In one embodiment of the present invention, S7 includes:

s71, depositing SiO on the positive P + region electrode, the positive N + region electrode, the reverse P + region electrode and the SiN medium layer₂A layer;

s72, depositing SiN protective layers on the source electrode, the drain electrode and the grid electrode;

s73 in the SiO₂Etching the metal interconnection layer open hole region by the SiN protective layer, and removing the SiO by etching₂The layer with the SiN protective layer carries out interconnection metal evaporation, will forward PIN diode with reverse PIN diode parallelly connected back with the grid is connected, forms the millimeter wave based on gallium nitride crosses protection circuit.

In one embodiment of the present invention, the doping concentration of the forward P + doping region is 1 × 10¹⁹cm^-3～1×10²⁰cm^-3The doping element is Mg, and the positive N + is dopedThe doping concentration of the region is 1 × 10¹⁶cm^-3～1×10¹⁸cm^-3The doping element is Si.

In one embodiment of the invention, the growth thickness of the SiN passivation layer is 100 nm-200 nm, the etching thickness is 90 nm-190 nm, and the thickness of the composite dielectric layer is 20 nm-50 nm.

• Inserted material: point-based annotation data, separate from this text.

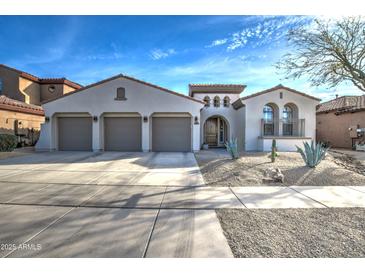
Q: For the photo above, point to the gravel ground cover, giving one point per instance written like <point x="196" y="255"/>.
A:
<point x="288" y="233"/>
<point x="251" y="169"/>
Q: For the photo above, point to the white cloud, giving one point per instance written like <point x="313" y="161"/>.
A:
<point x="157" y="54"/>
<point x="265" y="31"/>
<point x="218" y="42"/>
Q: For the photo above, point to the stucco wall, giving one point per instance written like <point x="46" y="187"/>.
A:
<point x="254" y="113"/>
<point x="334" y="128"/>
<point x="31" y="91"/>
<point x="10" y="81"/>
<point x="67" y="89"/>
<point x="30" y="124"/>
<point x="47" y="95"/>
<point x="234" y="118"/>
<point x="142" y="99"/>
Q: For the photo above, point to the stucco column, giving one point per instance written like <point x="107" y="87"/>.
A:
<point x="96" y="134"/>
<point x="146" y="133"/>
<point x="196" y="136"/>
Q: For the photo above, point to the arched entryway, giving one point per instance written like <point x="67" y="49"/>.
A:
<point x="216" y="131"/>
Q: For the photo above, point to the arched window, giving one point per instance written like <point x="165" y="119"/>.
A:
<point x="226" y="101"/>
<point x="288" y="113"/>
<point x="207" y="101"/>
<point x="270" y="120"/>
<point x="268" y="113"/>
<point x="290" y="120"/>
<point x="217" y="101"/>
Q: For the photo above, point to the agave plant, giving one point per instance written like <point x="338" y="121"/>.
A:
<point x="231" y="147"/>
<point x="312" y="154"/>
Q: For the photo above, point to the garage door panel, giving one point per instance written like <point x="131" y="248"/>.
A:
<point x="171" y="134"/>
<point x="75" y="133"/>
<point x="122" y="134"/>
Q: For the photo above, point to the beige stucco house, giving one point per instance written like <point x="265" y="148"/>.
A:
<point x="123" y="113"/>
<point x="341" y="121"/>
<point x="21" y="95"/>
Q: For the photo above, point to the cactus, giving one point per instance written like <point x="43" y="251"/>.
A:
<point x="312" y="155"/>
<point x="274" y="150"/>
<point x="231" y="147"/>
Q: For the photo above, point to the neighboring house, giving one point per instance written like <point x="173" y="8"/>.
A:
<point x="30" y="89"/>
<point x="21" y="96"/>
<point x="23" y="120"/>
<point x="341" y="121"/>
<point x="126" y="114"/>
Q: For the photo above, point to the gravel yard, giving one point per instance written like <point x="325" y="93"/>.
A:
<point x="330" y="232"/>
<point x="251" y="169"/>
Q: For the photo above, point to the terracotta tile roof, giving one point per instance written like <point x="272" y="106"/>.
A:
<point x="343" y="104"/>
<point x="129" y="78"/>
<point x="7" y="103"/>
<point x="280" y="87"/>
<point x="31" y="77"/>
<point x="215" y="88"/>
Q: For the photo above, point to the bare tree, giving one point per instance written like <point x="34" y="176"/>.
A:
<point x="330" y="53"/>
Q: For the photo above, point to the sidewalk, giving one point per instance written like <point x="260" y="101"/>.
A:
<point x="265" y="197"/>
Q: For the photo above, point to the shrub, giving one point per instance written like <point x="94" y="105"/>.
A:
<point x="312" y="155"/>
<point x="7" y="142"/>
<point x="232" y="148"/>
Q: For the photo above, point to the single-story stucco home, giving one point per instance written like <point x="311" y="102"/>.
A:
<point x="122" y="113"/>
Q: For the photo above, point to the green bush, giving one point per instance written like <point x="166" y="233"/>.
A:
<point x="312" y="155"/>
<point x="7" y="142"/>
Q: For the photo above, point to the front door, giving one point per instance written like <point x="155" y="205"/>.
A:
<point x="211" y="132"/>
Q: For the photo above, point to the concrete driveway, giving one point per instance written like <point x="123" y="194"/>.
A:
<point x="84" y="204"/>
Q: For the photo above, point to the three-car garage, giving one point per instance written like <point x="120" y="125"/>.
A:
<point x="123" y="132"/>
<point x="122" y="114"/>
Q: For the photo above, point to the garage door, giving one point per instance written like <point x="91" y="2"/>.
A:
<point x="74" y="133"/>
<point x="122" y="134"/>
<point x="171" y="134"/>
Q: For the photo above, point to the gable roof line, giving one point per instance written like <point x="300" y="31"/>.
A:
<point x="34" y="78"/>
<point x="280" y="87"/>
<point x="129" y="78"/>
<point x="346" y="103"/>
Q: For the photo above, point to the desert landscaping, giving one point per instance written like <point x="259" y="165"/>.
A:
<point x="255" y="169"/>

In one embodiment of the invention, the gate length of the groove gate is 0.1-0.2 μm, and the gate width is 100-1 mm.

In one embodiment of the invention, the SiO₂The thickness of the layer is 150 nm-200 nm, and the thickness of the SiN protective layer is 150 nm-200 nm.

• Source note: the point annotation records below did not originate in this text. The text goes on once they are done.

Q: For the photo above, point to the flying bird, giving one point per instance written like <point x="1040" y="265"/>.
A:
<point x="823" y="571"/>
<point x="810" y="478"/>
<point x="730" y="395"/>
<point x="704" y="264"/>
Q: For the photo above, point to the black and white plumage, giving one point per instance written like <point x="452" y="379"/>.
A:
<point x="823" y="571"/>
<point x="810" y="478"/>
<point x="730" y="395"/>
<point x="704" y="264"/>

In an embodiment of the present invention, a millimeter wave over protection circuit based on gallium nitride is prepared by the method described in the above embodiment.

Compared with the prior art, the invention has the beneficial effects that:

1. the millimeter wave over-protection circuit based on the gallium nitride can realize the self-protection of the circuit by adopting the circuit structure of the forward PIN diode and the reverse PIN diode which are connected in parallel;

2. the millimeter wave over-protection circuit based on gallium nitride reduces the gate leakage parasitic capacitance and the frequency loss of the device by adopting the low-capacitance material BN, is suitable for a high-frequency working environment, and meets the requirement that the device can bear the impact of forward and reverse high-power signals.

Drawings

Fig. 1 is a schematic process flow diagram of a method for manufacturing a millimeter wave over-protection circuit based on gallium nitride according to an embodiment of the present invention;

fig. 2 is a schematic structural diagram of a millimeter wave over-protection circuit based on gallium nitride according to an embodiment of the present invention;

fig. 3 is a schematic top view of a millimeter wave over-protection circuit based on gallium nitride according to an embodiment of the present invention.

Detailed Description

The present invention will be described in further detail with reference to specific examples, but the embodiments of the present invention are not limited thereto.